かといって、人付き合いも苦手な俺だから、酒でも飲むしかないんだよ。
肉を中心とした皿が出されたので、それをつまみながら、酒を飲み続ける。
(あまりムチャな飲み方したら、体にわるいよ)
わかってるって。
だから、ちゃんと食べてるだろ。
酒で体を壊したら、なんのためにアンジェが……
俺が来た頃はまだ客もまばらだったが、いつのまにか酒場も満席に。
テーブル席には狩りを終えた冒険者たちのパーティーが騒がしく今日の成果を語っているのが聞こえる。
ああやってパーティー組んでダンジョンに行ったのって、本当に駆け出しの頃だけだったよな。
四人パーティーでダンジョンに潜って、ついついムチャして仲間を一人死なせちまって、そのままあのパーティーは解散になっちまった。

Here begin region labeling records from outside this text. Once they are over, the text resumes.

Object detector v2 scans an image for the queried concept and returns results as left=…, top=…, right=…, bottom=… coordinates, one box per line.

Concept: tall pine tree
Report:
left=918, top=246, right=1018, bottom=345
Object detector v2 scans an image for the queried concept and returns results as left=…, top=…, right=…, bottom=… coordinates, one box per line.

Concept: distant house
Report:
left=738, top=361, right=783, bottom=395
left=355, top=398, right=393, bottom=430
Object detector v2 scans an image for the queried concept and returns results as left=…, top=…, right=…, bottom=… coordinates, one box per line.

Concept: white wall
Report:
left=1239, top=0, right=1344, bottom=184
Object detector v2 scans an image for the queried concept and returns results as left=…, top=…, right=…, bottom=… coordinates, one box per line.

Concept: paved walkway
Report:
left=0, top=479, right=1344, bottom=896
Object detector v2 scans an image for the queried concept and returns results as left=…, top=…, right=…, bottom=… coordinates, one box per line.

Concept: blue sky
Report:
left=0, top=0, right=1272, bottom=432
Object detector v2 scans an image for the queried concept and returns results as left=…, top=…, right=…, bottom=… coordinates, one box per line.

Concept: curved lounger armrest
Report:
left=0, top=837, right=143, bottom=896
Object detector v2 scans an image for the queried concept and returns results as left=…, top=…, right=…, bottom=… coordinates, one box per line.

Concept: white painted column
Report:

あのときいっしょだった魔法使いの子は可愛かったよな。
あのまま仲良くなって、いつか俺のっていう妄想をよくしてたもんだ。
(ふーん、そうなんだ)
別にそういう妄想って俺だけのものじゃなく、よくあるもんなんだぜ。
ほとんど上手くいくこととかないけどな。
っていうか、酔っぱらいのつまらない思い出に相づちうってるんじゃねぇよ。
(だってー)
うそうそ。
たぶん一人で黙って飲んでるとどんどん落ち込んでくるから、くだらないこと言ってくれてたほうがずいぶん救われてるんだと思うんだって。
なんとかギリギリのところで救われてると思うんだ。
たとえ、人としての姿がなくなっても、アンジェがここにこうして居てくれてるってことで……
アンジェ……
(おーい、寝ちゃダメだぞー、おーい……)
☆
「お客さん、閉店ですよ」
マスターに揺すられて俺は目を覚ました。
(やっと、起きたね)
酔っ払って寝ちゃったようだな。
俺が帰ろうとすると、
「お釣りだよ」
マスターはそう言って何枚かの銀貨と銅貨をくれた。
俺は無造作にアイテムボックスに放り込んで酒場を出た。
家に帰ると俺はそのままベッドに倒れ込んだ。
これだけ酔っ払ってれば、よく眠れそうだ。
☆
朝、目を覚ますとひどい頭痛だ。
完全に二日酔いだな。
(おはよー)
おはよー。
なぁ、二日酔いとか例の吸血でなんとかなるか?
(なんとかなると思うよー。
でもムリせずにもう少し寝ててもいいんじゃ?)
いや、頼む。
俺は魔剣を抜くと刃を左腕に当てた。
魔剣はわずかに俺の腕を切ると流れる血を吸った。
人化での吸血のときほどの感覚はないが、一瞬アンジェと溶け合う感覚が俺を襲った。
その感覚に慣れてしまったせいか、ダンジョンでのときのように気を失うことはもうないようだ。
(終わったよー)
ありがとう。すっきりした。
二日酔いのままダンジョンとかはダメだからな。
ダンジョンではしっかり狩りして魔剣に進化してもらわないと。